Any decision we make based on a hypothesis test may be incorrect because we have used partial information obtained from a sample to draw conclusions about the entire population. There are two types in incorrect decisions - Type I and Type II Errors.
List the four basic properties of the t-curve:
Basic Properties of t-Curves: 1. The total area under a t-curve = 1. 2. A t-curve extends indefinitely in both directions, approaching but never touching, the horizontal axis as it does so. 3. A t-curve is symmetric about 0. 4. As the number of degrees of freedom becomes larger, t-curves look increasingly like the standard normal curve. Percentages (and probabilities) for a variable having a t-distribution equal areas under the variable's associated t-curve. tα denotes the t-value having area α to its right under a t-curve. The way to the t-curve table is set up, we do not need to minus by 1 to get the area to the right of tα as we do with zα.

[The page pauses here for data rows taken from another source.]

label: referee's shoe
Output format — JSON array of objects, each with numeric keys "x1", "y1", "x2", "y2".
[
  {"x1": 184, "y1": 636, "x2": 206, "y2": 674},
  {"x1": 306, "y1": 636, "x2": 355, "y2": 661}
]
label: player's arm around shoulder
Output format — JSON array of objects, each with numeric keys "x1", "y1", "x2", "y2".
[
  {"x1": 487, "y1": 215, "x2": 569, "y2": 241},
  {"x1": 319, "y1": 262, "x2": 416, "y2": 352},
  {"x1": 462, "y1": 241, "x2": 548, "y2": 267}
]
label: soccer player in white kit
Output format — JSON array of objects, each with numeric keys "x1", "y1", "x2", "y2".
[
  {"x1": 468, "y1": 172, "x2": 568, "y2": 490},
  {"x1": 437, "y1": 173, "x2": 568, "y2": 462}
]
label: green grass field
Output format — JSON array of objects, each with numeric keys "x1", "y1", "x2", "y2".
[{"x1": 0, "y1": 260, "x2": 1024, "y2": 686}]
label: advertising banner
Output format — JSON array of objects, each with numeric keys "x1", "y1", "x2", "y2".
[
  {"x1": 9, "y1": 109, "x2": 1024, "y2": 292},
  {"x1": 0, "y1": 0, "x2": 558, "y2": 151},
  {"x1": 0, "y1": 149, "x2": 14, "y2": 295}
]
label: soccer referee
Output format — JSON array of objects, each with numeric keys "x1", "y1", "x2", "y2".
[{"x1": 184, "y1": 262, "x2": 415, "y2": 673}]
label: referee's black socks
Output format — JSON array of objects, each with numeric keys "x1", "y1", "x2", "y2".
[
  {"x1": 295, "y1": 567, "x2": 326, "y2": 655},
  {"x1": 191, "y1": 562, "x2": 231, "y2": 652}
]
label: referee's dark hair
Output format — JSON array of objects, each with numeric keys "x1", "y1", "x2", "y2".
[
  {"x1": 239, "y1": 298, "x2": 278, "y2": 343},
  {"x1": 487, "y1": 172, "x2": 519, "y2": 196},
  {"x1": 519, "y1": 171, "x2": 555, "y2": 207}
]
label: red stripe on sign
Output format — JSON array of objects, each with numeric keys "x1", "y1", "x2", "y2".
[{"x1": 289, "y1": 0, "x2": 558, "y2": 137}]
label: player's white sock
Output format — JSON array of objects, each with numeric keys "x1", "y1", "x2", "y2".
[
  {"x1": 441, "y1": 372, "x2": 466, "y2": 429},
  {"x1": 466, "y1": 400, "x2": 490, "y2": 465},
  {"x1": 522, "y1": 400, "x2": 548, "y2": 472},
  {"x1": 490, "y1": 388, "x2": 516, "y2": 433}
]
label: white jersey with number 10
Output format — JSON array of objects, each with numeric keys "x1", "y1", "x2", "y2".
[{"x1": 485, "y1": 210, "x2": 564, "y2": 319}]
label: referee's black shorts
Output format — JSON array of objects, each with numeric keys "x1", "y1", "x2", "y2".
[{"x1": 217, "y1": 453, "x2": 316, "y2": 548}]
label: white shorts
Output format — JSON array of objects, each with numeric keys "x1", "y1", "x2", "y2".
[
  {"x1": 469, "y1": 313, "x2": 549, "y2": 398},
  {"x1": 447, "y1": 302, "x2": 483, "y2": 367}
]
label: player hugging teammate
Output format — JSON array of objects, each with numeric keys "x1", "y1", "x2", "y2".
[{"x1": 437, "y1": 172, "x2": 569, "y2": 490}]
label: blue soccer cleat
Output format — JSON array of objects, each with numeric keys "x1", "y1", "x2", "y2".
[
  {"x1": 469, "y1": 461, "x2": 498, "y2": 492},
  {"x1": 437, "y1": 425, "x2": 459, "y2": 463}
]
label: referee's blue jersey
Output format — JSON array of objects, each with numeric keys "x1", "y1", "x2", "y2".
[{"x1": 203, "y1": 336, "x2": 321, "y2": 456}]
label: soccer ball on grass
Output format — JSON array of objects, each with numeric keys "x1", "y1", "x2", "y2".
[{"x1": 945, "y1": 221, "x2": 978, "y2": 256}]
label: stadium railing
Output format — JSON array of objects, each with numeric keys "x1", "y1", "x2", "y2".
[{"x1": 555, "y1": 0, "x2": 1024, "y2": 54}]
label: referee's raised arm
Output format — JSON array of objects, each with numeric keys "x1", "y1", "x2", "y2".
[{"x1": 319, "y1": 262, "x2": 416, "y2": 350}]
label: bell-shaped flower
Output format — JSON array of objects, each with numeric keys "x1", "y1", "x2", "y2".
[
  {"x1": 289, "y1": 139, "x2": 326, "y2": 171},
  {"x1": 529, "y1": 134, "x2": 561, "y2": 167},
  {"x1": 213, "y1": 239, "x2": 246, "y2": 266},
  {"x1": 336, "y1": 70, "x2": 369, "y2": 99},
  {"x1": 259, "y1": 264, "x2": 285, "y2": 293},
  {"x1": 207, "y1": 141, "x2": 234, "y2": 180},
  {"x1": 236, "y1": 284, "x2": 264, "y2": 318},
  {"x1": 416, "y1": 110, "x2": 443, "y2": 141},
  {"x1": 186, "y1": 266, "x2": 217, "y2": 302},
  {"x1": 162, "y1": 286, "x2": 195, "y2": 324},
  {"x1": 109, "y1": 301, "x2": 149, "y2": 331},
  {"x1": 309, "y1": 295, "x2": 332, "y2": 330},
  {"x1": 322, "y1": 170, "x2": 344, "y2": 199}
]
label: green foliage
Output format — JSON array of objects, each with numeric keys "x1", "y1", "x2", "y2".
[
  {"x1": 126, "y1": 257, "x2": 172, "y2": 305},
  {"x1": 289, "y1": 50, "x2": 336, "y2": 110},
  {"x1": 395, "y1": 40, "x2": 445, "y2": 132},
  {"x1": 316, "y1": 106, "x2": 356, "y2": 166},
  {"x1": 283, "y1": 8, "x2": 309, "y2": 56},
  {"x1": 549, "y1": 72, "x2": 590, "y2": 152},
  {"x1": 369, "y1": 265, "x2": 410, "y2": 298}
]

If the primary concern of a hypothesis test is to decide whether a population mean, μ, is less than a specified value μ0, we express the alternative hypothesis as
If the primary concern of a hypothesis test is to decide whether a population mean, μ is less than a specified value μ0, we express the alternative hypothesis as Ha: μ < μ0. A hypothesis test whose alternative hypothesis has this form is called a one-tailed test, specifically, a left-tailed test.
Another way we can calculate a particular confidence interval (CI) if we are given E (Margin of Error) is ___________.
If we are given Margin of Error, we can determine the confidence interval quickly (i.e. without finding the Zα/2) by simply taking the sample mean plus or minus the margin of error. Note this similar method might result in a more conservative (i.e. wider) confidence interval because the sample size is rounded up if you "worked backwards" to find the needed sample size.
In this book, the null hypothesis for a hypothesis test concerning a population mean, μ, always ______________. We express the null hypothesis as:
In this book, the null hypothesis for a hypothesis test concerning a population mean, μ, always specifics a single value for that parameter. Hence we express the null hypothesis as: H0: μ = μ0, where μ0 is some number that represents our belief concerning the world.
The critical value approach to hypothesis testing: Define the rejection region, non rejection region and critical value:
Rejection region: The set of values for the test statistic that lead us to rejection of the null hypothesis. Non-rejection region: The set of values for the test statistic that leads to non-rejection of the null hypothesis. Critical Value: The value or values of the test statistic that separate the rejection and non-rejeciton regions. A critical value is considered part of the rejection region.
Obtaining critical values for a one-mean z-test:
Remember that α is equal to our significance level.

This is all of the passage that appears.